The Nigerian Maritime Administration and Safety Agency (NIMASA) has reportedly paid the sum of N13.5billion as wharfage charges for a floating dock, which it bought for N50 billion three years ago.
Wharfage is the fee charged to cover the cost of using a wharf. It includes the cost of nocking unto the dock electricity and maintenance service since a ship cannot be locked up and abandoned like a car.
Daily Trust on Sunday said it gathered from a senior management source at the agency that NIMASA paid around $30,000 daily as wharfage charges and other expenses which amounts to $32.9million in three years.
The newspaper said the floating dock has remained idle since it arrived in the country on June 11, 2018 at the Nigerian Navy Dockyard, Lagos.
A former executive director of operations at NIMASA Rotimi Fashakin had explained that insecurity in the Niger Delta region made it difficult for the agency to berth the dock at Okerenkoko as originally conceptualised.
He said, “Indeed, the floating dock was supposed to go to Okerenkoko in Delta State, but with the conditions that exist now, it is almost impossible. A dock is supposed to serve the shipping community as a commercial facility, but which company or vessel would be bold enough to travel to Delta State?”
“The other thing was getting a place to berth it. If you know the complexity of a floating dock, the draft you need to keep and operate it is 12 meters. The contractor was spending over $30,000 keeping the dock afloat for many months, and we had to pay many months demurrage on that. Eventually, we reached a situation where we had an agreement with Naval Holdings Limited, a sub-sect of the Nigerian Navy, to keep the dock,” he added.
NIMASA had acquired the modular floating dockyard to save the Federal Government over $100m annually and about $1 billion in 10 years from the huge cost of dry-docking outside Nigeria. But that has not materialised.

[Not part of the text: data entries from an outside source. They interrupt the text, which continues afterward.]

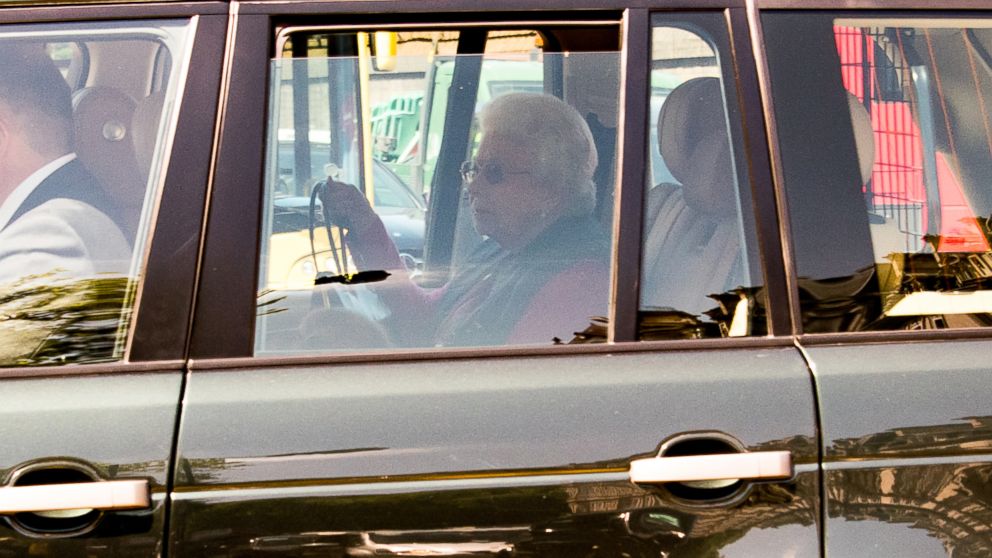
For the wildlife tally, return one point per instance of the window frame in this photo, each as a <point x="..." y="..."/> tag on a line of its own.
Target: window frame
<point x="223" y="333"/>
<point x="157" y="336"/>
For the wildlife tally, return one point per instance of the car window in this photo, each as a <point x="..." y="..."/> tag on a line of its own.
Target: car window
<point x="84" y="128"/>
<point x="892" y="233"/>
<point x="699" y="276"/>
<point x="409" y="204"/>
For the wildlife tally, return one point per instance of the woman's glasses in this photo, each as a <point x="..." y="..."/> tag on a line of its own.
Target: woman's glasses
<point x="493" y="172"/>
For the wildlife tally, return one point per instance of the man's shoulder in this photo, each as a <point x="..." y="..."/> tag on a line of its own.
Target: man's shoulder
<point x="69" y="183"/>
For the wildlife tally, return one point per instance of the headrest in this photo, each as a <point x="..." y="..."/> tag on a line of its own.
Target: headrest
<point x="864" y="136"/>
<point x="102" y="118"/>
<point x="693" y="140"/>
<point x="145" y="129"/>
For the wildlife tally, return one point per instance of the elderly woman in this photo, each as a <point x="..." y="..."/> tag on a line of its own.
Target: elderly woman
<point x="542" y="270"/>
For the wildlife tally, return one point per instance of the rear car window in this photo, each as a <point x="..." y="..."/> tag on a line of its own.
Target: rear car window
<point x="458" y="226"/>
<point x="699" y="272"/>
<point x="891" y="221"/>
<point x="86" y="124"/>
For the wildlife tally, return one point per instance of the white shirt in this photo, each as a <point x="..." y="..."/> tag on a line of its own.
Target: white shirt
<point x="25" y="188"/>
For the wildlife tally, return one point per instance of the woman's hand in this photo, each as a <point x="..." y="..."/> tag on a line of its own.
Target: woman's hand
<point x="348" y="207"/>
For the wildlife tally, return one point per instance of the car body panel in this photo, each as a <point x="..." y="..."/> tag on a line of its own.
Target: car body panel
<point x="528" y="453"/>
<point x="906" y="444"/>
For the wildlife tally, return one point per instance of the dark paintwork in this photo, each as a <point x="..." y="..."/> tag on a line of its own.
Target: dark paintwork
<point x="163" y="314"/>
<point x="881" y="404"/>
<point x="119" y="425"/>
<point x="513" y="444"/>
<point x="907" y="442"/>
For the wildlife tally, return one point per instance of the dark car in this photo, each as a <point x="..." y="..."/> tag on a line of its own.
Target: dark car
<point x="777" y="348"/>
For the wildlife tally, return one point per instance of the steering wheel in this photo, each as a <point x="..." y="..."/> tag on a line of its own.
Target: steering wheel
<point x="338" y="252"/>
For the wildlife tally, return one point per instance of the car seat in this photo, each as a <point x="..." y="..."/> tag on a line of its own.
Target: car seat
<point x="692" y="244"/>
<point x="102" y="118"/>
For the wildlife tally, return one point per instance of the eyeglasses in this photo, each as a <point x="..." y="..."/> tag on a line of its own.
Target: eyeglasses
<point x="492" y="172"/>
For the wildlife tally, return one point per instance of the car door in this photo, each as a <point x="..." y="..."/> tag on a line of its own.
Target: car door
<point x="891" y="243"/>
<point x="316" y="421"/>
<point x="92" y="363"/>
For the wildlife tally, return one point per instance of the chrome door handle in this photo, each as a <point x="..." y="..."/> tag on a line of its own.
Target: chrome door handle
<point x="759" y="465"/>
<point x="98" y="495"/>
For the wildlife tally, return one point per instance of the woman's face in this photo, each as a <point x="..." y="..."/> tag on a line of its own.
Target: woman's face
<point x="510" y="204"/>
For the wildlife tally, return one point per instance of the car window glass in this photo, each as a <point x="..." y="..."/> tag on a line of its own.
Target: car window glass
<point x="84" y="129"/>
<point x="898" y="236"/>
<point x="458" y="227"/>
<point x="696" y="275"/>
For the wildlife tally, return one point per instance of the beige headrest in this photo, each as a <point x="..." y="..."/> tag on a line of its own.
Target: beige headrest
<point x="864" y="136"/>
<point x="693" y="141"/>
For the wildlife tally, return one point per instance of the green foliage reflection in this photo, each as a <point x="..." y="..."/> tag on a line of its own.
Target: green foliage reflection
<point x="55" y="322"/>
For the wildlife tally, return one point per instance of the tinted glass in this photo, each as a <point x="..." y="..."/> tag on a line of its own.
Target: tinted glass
<point x="698" y="265"/>
<point x="891" y="221"/>
<point x="85" y="124"/>
<point x="510" y="248"/>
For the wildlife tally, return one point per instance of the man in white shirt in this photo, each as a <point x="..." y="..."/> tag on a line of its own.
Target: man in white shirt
<point x="64" y="259"/>
<point x="55" y="220"/>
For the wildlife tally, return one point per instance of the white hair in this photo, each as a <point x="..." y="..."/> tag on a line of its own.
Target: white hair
<point x="558" y="136"/>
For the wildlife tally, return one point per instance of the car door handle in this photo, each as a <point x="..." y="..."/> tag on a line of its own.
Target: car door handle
<point x="98" y="495"/>
<point x="759" y="465"/>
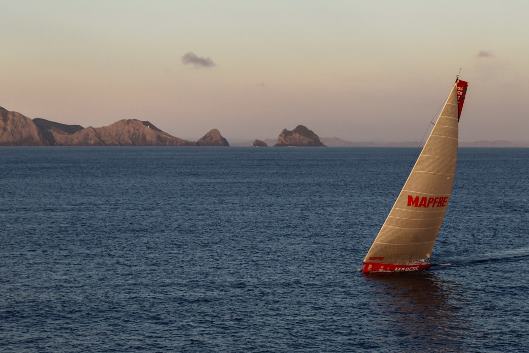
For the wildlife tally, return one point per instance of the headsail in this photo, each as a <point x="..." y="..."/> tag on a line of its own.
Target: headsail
<point x="407" y="237"/>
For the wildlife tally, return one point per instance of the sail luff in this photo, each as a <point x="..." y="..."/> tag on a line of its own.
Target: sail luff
<point x="408" y="234"/>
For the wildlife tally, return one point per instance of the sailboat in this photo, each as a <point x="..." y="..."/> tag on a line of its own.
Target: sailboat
<point x="407" y="237"/>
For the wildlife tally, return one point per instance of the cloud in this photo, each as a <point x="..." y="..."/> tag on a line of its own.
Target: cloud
<point x="485" y="54"/>
<point x="197" y="61"/>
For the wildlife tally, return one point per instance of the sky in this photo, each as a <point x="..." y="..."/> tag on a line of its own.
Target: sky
<point x="359" y="70"/>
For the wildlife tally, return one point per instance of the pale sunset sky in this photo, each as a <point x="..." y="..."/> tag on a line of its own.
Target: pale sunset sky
<point x="359" y="70"/>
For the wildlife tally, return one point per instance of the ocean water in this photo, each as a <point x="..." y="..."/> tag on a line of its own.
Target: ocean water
<point x="253" y="250"/>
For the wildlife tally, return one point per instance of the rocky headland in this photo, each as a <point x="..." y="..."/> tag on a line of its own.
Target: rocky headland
<point x="19" y="130"/>
<point x="213" y="138"/>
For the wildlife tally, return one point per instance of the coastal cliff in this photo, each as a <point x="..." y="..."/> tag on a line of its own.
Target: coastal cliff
<point x="213" y="138"/>
<point x="19" y="130"/>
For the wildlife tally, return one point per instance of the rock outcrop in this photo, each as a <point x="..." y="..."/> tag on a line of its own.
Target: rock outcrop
<point x="213" y="138"/>
<point x="126" y="132"/>
<point x="259" y="143"/>
<point x="300" y="137"/>
<point x="16" y="129"/>
<point x="49" y="129"/>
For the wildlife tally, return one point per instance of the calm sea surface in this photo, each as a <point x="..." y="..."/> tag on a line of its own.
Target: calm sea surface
<point x="252" y="250"/>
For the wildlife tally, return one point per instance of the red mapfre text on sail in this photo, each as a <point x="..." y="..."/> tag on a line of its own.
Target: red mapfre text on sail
<point x="427" y="202"/>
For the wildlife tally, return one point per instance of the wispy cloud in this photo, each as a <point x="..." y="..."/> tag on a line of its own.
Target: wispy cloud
<point x="197" y="61"/>
<point x="485" y="54"/>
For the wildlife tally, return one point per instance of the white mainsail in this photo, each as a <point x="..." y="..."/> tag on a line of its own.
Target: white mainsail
<point x="407" y="237"/>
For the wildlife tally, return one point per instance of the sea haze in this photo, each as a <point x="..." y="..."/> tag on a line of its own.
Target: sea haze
<point x="252" y="250"/>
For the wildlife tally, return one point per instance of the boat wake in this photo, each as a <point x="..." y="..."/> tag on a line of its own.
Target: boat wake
<point x="499" y="256"/>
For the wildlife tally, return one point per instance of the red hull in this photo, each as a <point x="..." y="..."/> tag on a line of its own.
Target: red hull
<point x="370" y="267"/>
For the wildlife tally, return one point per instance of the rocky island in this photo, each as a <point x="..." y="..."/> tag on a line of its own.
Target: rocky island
<point x="213" y="138"/>
<point x="301" y="136"/>
<point x="259" y="143"/>
<point x="19" y="130"/>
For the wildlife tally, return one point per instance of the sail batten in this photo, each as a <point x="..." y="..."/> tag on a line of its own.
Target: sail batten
<point x="406" y="243"/>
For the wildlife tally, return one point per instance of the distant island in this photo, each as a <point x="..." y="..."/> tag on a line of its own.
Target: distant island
<point x="19" y="130"/>
<point x="301" y="136"/>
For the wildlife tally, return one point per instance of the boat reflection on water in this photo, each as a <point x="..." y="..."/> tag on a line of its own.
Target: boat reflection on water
<point x="420" y="310"/>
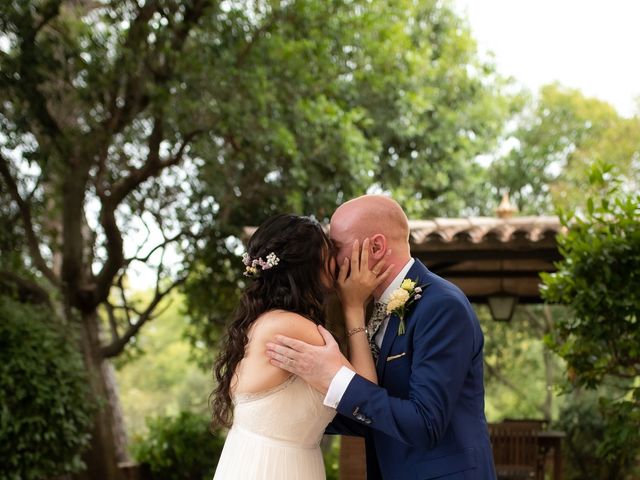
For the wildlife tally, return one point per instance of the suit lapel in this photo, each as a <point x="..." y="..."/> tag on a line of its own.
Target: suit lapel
<point x="390" y="335"/>
<point x="417" y="272"/>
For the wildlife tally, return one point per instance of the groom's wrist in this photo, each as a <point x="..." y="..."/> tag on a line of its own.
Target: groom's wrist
<point x="338" y="386"/>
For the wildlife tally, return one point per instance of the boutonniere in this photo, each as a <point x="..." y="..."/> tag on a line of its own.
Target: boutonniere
<point x="402" y="298"/>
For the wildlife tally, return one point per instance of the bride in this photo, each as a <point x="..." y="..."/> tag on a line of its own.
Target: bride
<point x="276" y="420"/>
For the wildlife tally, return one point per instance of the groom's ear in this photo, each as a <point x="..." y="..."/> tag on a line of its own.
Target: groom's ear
<point x="378" y="245"/>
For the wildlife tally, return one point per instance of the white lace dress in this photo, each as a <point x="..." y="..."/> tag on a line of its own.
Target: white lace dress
<point x="276" y="435"/>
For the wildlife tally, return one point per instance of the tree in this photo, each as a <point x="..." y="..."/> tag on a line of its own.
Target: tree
<point x="598" y="279"/>
<point x="146" y="135"/>
<point x="558" y="136"/>
<point x="43" y="416"/>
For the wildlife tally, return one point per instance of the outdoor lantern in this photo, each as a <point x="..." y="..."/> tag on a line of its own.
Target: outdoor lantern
<point x="502" y="307"/>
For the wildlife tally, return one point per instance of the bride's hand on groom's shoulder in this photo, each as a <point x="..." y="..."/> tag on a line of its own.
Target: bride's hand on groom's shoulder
<point x="356" y="281"/>
<point x="316" y="365"/>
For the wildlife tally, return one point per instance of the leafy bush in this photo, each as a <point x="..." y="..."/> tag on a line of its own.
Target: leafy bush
<point x="331" y="455"/>
<point x="588" y="423"/>
<point x="179" y="448"/>
<point x="599" y="279"/>
<point x="44" y="413"/>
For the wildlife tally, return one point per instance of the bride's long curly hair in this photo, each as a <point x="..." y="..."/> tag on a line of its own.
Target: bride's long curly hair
<point x="294" y="284"/>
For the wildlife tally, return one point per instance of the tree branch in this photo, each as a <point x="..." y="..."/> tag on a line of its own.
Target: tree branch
<point x="506" y="382"/>
<point x="114" y="348"/>
<point x="27" y="222"/>
<point x="26" y="290"/>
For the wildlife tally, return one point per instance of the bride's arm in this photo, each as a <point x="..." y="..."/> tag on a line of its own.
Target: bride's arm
<point x="359" y="353"/>
<point x="355" y="289"/>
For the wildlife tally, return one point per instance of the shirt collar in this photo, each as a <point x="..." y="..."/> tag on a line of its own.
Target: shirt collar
<point x="397" y="281"/>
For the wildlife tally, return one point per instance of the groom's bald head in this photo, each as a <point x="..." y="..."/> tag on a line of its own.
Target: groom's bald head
<point x="379" y="218"/>
<point x="371" y="214"/>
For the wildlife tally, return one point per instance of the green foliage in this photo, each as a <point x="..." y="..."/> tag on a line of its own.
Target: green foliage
<point x="520" y="370"/>
<point x="587" y="424"/>
<point x="44" y="413"/>
<point x="180" y="447"/>
<point x="162" y="379"/>
<point x="599" y="279"/>
<point x="331" y="455"/>
<point x="558" y="137"/>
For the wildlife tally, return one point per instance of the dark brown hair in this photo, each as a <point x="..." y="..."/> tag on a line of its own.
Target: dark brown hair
<point x="294" y="284"/>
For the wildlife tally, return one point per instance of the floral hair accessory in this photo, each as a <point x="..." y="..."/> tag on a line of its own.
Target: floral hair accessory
<point x="402" y="298"/>
<point x="253" y="267"/>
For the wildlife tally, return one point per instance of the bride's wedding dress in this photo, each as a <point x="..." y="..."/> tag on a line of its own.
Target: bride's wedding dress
<point x="276" y="435"/>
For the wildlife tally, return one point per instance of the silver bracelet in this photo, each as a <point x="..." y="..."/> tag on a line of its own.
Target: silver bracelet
<point x="353" y="331"/>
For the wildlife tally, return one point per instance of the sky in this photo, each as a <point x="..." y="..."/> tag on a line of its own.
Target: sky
<point x="591" y="45"/>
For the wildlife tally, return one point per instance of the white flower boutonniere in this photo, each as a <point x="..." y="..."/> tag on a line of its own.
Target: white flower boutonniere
<point x="402" y="298"/>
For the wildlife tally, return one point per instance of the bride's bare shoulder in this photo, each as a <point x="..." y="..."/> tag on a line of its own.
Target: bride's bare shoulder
<point x="282" y="322"/>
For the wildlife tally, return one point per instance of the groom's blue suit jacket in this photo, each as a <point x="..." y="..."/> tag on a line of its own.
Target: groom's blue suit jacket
<point x="426" y="419"/>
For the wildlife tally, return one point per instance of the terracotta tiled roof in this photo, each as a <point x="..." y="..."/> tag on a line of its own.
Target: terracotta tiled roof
<point x="476" y="230"/>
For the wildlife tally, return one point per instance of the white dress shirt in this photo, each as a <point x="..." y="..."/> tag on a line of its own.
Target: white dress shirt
<point x="341" y="380"/>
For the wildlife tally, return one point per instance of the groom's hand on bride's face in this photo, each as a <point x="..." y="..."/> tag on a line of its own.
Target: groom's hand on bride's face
<point x="316" y="365"/>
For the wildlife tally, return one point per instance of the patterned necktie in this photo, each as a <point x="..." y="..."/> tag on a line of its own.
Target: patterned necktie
<point x="376" y="319"/>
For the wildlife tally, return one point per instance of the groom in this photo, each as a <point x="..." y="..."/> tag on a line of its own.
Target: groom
<point x="425" y="419"/>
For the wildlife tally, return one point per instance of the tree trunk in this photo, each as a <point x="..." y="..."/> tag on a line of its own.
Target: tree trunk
<point x="119" y="428"/>
<point x="101" y="458"/>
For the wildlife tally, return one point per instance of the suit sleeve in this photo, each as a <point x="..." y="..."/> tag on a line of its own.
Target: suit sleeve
<point x="443" y="345"/>
<point x="342" y="425"/>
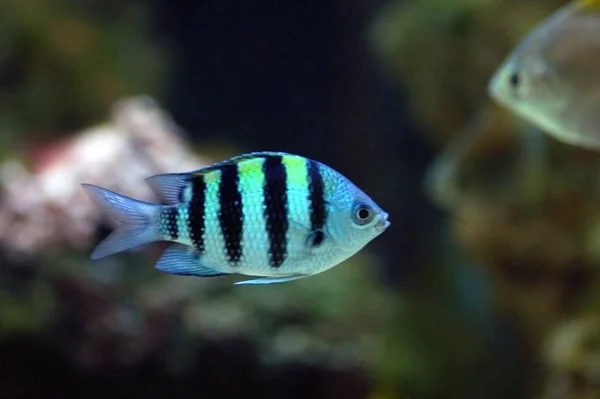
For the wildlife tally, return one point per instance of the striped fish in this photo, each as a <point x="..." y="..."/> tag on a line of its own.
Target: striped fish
<point x="269" y="214"/>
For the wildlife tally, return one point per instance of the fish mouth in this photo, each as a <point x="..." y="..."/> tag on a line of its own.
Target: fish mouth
<point x="383" y="223"/>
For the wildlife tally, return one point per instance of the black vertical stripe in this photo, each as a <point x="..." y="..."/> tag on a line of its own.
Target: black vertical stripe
<point x="196" y="215"/>
<point x="316" y="196"/>
<point x="276" y="200"/>
<point x="231" y="218"/>
<point x="171" y="220"/>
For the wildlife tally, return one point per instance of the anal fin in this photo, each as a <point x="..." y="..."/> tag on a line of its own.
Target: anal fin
<point x="182" y="260"/>
<point x="271" y="280"/>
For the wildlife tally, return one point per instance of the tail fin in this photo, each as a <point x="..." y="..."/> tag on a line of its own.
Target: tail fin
<point x="136" y="218"/>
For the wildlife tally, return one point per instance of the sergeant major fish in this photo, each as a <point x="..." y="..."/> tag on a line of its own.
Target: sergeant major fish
<point x="273" y="215"/>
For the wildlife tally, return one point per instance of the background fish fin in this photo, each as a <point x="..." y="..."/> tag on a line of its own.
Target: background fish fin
<point x="168" y="187"/>
<point x="182" y="260"/>
<point x="271" y="280"/>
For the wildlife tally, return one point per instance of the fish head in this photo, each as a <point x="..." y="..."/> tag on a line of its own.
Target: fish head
<point x="354" y="218"/>
<point x="531" y="88"/>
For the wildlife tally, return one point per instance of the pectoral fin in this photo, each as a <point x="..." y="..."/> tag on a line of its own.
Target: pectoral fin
<point x="184" y="261"/>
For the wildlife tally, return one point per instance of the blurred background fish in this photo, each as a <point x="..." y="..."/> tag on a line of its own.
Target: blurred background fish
<point x="551" y="78"/>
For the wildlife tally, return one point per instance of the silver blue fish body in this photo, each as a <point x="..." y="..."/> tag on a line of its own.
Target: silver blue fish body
<point x="274" y="215"/>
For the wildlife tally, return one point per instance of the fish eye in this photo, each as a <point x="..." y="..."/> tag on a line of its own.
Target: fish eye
<point x="514" y="80"/>
<point x="362" y="214"/>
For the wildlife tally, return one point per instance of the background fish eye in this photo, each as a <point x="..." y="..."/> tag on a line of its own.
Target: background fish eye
<point x="514" y="80"/>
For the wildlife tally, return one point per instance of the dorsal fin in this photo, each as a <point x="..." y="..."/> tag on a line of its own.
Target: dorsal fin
<point x="168" y="187"/>
<point x="237" y="159"/>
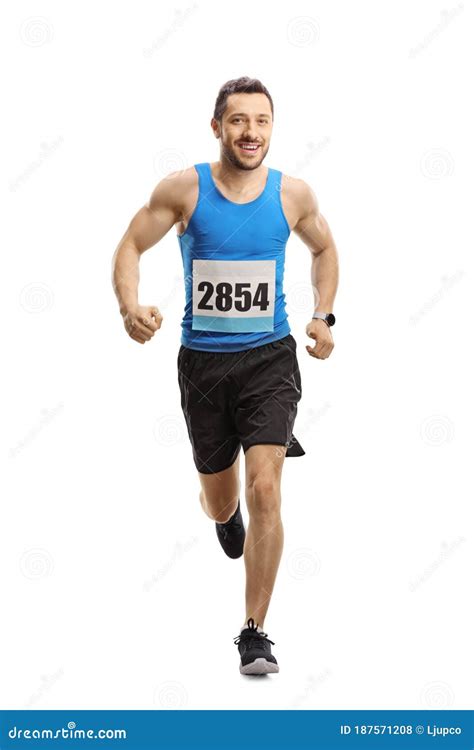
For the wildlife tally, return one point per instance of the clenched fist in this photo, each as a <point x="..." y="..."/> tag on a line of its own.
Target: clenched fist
<point x="142" y="322"/>
<point x="321" y="333"/>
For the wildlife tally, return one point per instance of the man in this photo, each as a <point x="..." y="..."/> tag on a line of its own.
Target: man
<point x="237" y="365"/>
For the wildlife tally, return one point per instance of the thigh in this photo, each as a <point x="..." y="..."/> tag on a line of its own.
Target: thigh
<point x="263" y="466"/>
<point x="223" y="487"/>
<point x="268" y="399"/>
<point x="205" y="401"/>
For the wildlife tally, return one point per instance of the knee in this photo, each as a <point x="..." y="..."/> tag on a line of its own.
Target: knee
<point x="219" y="508"/>
<point x="263" y="498"/>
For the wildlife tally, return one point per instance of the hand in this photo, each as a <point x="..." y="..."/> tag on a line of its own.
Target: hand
<point x="321" y="333"/>
<point x="142" y="322"/>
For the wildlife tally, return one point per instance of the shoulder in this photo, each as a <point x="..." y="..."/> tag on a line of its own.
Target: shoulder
<point x="298" y="200"/>
<point x="300" y="194"/>
<point x="175" y="188"/>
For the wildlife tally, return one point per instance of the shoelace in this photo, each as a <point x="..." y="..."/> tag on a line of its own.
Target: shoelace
<point x="254" y="639"/>
<point x="224" y="527"/>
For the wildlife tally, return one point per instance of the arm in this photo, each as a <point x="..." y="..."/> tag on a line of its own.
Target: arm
<point x="147" y="227"/>
<point x="314" y="230"/>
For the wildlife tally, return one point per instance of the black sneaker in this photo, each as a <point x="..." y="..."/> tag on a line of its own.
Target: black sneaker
<point x="255" y="652"/>
<point x="231" y="534"/>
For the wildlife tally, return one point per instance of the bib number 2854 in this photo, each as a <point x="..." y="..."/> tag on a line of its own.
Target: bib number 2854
<point x="233" y="296"/>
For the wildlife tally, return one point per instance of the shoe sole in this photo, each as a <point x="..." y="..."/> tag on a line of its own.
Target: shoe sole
<point x="259" y="666"/>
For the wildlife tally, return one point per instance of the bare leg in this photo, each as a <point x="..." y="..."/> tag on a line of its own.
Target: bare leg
<point x="220" y="492"/>
<point x="264" y="538"/>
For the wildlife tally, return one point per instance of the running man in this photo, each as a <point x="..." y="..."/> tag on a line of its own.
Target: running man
<point x="237" y="365"/>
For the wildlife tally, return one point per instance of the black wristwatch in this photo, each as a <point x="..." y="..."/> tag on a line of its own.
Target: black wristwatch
<point x="328" y="318"/>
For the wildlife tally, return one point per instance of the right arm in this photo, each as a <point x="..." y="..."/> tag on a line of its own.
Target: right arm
<point x="147" y="227"/>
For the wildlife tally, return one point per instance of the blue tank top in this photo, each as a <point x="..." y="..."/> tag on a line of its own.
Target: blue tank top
<point x="233" y="259"/>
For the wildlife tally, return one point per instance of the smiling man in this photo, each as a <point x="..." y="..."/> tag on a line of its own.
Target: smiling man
<point x="237" y="365"/>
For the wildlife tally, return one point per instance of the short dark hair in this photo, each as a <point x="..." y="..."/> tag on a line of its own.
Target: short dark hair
<point x="244" y="85"/>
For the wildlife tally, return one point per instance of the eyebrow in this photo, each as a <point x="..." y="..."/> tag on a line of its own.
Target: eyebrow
<point x="242" y="114"/>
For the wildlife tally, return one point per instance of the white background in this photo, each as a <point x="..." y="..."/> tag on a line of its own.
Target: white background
<point x="114" y="590"/>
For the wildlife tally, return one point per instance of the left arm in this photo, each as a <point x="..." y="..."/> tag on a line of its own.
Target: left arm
<point x="314" y="231"/>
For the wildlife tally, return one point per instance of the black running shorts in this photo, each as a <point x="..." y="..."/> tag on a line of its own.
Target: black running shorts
<point x="234" y="399"/>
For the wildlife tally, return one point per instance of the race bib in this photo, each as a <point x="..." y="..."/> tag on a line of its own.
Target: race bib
<point x="233" y="295"/>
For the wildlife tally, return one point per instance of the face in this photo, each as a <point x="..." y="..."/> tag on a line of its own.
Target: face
<point x="246" y="123"/>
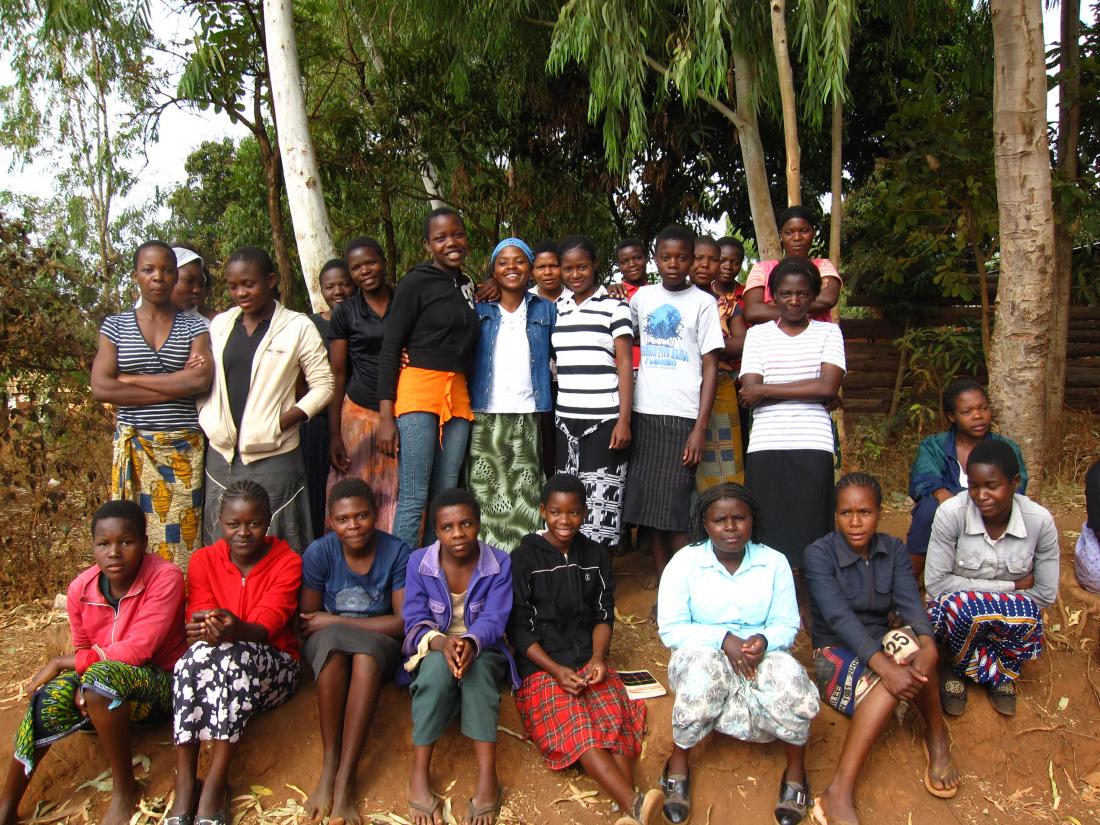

Reacting to this, chairman, board of trustees, Nigerian Ship Owners Association (NISA) Isaac Jolapamo said those behind the purchase of the modular floating dock should be prosecuted.
“If the NIMASA had procured the floating dock the way it was scheduled from the beginning, there won’t be this confusion. This is the outright misappropriation of public funds. You cannot develop the shipping sector on a political platform. There is no wisdom in the decision to own a dock. The government is losing money. And in a sane country, those behind it would have been in jail by now,” he said.
A spokesman for NIMASA Edward Osagie, however, denied the allegation of the payment of $30,000 wharfage.
“We have men on board 24 hours, so the issue about the payment of $30,000 wharfage is a lie. The agency has also gotten an outline building case compliance certificate from the ICRC. The agency is also working with the timeline given to it by the ICRC to identify and engage satisfactory managing partners for the dock,” he said.